Whether you’re running a full on recording studio, a PA system, or playing a guitar on stage, everything, and I mean EVERYTHING depends on your electrical signals going from point A to point B as unchanged as possible. On the ends of these signal carriers are connectors usually referred to as “jacks”. You are probably familiar with a number of these, but how well do you really know your friends and allies, upon whom you entrust everything, and yet probably take for granted?
Let’s look at one you probably interact with more than any other, the 1/4″ jack
Pictured here is a male, 1/4″ mono jack. It might also be called an unbalanced 1/4″ or a TS 1/4″
This is the type of jack you will normally plug into your guitar, and is often found at the end of speaker cables, and various unbalanced line level cables
At the very end on the left in this picture, is the tip or the T of the TS moniker, and to the right of the little dividing line, is the sleeve or the S part of the TS. When used on an instrument or line level cable, the tip carries the signal and the sleeve carries the ground (and shield if present). When used as a speaker cable, the tip usually carries the positive signal, while the sleeve usually carries the negative signal.

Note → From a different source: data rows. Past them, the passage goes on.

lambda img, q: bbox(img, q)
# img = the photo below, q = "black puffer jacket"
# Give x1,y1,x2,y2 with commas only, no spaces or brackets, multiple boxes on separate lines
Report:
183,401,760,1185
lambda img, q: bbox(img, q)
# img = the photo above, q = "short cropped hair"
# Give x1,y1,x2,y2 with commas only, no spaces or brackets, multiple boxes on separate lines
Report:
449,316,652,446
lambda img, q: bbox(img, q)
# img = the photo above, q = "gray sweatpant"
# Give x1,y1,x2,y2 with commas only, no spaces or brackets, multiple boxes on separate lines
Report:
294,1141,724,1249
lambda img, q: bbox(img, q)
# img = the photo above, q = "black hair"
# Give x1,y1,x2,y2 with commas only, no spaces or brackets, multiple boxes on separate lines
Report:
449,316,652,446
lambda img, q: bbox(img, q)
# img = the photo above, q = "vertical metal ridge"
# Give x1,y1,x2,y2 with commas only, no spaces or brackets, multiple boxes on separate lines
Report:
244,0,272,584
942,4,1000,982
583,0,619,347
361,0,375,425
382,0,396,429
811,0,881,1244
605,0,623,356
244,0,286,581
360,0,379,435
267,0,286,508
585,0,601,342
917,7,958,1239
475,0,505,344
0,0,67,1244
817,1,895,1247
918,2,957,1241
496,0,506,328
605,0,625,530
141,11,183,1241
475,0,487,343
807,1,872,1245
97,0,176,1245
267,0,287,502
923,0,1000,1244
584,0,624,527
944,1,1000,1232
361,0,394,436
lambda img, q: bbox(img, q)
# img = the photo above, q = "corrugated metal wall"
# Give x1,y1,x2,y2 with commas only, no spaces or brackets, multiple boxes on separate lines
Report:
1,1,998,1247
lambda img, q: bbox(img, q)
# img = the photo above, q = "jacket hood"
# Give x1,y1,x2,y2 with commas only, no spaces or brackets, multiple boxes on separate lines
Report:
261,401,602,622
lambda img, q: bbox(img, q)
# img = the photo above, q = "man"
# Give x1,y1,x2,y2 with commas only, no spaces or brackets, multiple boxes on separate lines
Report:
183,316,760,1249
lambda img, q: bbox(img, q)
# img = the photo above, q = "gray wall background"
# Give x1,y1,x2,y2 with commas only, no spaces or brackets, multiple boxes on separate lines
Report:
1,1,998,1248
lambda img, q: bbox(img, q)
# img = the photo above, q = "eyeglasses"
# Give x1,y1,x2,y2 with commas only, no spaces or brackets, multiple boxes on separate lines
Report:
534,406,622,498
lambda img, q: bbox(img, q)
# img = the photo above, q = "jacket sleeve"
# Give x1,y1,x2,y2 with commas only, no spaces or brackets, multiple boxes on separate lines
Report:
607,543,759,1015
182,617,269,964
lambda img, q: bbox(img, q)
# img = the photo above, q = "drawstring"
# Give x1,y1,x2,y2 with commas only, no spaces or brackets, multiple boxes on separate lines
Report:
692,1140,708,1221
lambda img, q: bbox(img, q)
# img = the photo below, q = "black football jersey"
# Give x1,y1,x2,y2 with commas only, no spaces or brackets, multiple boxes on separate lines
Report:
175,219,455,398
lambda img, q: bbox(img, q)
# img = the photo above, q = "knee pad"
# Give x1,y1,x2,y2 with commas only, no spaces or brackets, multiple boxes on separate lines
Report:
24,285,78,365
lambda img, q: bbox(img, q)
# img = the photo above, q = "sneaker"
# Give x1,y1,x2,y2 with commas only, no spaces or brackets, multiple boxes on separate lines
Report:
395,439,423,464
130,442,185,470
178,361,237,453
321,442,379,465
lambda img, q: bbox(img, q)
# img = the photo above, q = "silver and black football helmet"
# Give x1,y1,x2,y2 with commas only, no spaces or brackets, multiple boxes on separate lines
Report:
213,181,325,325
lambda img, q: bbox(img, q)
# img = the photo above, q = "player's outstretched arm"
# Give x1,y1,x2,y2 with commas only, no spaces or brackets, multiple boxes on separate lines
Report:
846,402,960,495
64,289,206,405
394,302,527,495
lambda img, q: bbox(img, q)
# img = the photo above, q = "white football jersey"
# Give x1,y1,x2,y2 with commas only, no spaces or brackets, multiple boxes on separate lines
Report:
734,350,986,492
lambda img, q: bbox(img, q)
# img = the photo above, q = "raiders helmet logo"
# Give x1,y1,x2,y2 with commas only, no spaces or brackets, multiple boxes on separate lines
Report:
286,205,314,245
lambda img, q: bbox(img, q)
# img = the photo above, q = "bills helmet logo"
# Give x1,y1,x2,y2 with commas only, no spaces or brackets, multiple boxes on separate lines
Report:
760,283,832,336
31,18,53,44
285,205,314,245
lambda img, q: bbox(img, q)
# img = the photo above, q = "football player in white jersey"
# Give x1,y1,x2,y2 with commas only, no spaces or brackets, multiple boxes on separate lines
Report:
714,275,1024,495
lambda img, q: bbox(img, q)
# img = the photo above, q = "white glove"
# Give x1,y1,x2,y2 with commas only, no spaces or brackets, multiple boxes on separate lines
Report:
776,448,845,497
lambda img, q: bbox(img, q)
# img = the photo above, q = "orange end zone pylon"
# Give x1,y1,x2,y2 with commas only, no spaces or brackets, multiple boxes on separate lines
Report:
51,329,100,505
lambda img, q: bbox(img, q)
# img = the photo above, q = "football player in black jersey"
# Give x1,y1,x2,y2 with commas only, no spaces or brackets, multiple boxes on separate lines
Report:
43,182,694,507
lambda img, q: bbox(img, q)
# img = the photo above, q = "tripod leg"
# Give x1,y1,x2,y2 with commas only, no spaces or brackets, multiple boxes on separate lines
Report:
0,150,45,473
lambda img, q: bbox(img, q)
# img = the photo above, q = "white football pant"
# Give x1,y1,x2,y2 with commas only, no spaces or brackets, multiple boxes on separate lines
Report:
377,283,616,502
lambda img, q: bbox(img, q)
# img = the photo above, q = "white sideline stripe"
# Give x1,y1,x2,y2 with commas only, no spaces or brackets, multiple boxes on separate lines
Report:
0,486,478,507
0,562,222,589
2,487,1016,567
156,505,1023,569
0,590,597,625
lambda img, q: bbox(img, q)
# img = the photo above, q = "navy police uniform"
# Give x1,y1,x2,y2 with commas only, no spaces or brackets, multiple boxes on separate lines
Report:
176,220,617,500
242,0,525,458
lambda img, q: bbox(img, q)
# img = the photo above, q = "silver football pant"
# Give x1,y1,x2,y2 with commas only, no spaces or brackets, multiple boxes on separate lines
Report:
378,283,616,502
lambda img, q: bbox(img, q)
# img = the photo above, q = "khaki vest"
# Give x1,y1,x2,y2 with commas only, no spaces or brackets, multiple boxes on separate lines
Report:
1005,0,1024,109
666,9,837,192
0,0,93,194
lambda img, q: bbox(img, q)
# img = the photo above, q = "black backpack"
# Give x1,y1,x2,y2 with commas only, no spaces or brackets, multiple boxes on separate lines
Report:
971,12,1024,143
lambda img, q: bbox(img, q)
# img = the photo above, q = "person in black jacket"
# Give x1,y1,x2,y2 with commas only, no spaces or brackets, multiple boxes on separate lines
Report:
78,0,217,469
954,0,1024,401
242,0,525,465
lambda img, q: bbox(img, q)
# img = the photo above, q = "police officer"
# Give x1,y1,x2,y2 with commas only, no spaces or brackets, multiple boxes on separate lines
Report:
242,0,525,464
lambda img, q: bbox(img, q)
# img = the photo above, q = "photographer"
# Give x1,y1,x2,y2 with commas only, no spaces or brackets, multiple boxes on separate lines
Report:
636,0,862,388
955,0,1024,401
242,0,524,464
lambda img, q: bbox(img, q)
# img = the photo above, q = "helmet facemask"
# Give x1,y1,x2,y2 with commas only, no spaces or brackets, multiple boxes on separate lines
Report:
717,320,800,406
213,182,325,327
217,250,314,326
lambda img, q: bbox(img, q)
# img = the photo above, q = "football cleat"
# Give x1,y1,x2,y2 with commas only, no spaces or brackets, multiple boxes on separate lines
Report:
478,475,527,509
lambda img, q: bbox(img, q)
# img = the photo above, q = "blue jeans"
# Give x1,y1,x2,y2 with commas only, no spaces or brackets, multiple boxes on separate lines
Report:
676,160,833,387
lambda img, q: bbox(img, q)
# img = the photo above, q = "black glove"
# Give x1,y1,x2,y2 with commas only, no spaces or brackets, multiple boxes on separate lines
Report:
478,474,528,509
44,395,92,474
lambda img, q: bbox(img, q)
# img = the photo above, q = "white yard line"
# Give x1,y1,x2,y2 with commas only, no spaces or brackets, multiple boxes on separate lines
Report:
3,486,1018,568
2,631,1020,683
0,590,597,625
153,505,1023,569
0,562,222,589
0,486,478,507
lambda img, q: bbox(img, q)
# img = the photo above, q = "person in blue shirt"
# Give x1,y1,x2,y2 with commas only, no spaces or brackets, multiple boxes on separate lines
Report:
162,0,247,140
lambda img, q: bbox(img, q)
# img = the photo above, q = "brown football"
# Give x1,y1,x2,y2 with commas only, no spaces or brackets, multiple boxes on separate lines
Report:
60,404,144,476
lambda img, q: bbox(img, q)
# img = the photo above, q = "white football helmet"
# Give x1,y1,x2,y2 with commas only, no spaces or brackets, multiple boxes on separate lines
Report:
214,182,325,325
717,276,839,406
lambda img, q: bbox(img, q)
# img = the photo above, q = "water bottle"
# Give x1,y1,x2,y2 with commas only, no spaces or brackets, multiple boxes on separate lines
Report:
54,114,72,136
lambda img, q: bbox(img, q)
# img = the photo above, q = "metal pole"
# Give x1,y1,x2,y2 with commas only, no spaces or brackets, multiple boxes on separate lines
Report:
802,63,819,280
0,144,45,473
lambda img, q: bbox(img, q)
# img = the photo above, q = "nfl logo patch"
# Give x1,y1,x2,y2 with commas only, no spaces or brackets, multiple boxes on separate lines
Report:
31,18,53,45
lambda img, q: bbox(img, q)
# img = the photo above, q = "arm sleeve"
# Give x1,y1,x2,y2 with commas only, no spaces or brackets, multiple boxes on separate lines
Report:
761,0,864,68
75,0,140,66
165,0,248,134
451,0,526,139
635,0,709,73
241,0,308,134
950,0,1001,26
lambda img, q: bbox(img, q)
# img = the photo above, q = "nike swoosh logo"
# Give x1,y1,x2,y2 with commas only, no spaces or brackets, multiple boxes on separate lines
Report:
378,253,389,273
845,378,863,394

Here you can see one of these jacks taken apart.
Above the threaded section on the right side of the jack itself, you can see the eye hole where you would solder the positive or signal wire that goes to the tip.
Above the threaded section on the left side of the jack, is where you would connect your ground or negative wire. At the top end of this leg, you will often see two tabs that can be squeezed together to secure both wires once they are connected. Doing this adds a lot to the strain relief of the cable and makes the whole system far more durable.
On the bottom right of the picture is an insulating sleeve meant to keep the signal wires from shorting to the case.
And finally at the top right is the case itself, meant to cover and protect all the delicate insides from damage, when you carelessly toss the cable on stage, or step on it, or do any other of the various unseemly things musicians do to perfectly good gear.
Pictured here is a female, panel mounted 1/4″ Mono Jack or female 1/4″ TS mono or unbalanced female 1/4″ jack
In this case, the top eye hole would be where you solder your positive or signal wire to and the bottom eye hole would be where you solder your ground or negative signal to. But use your continuity checker to be sure….you DO have a continuity checker don’t you?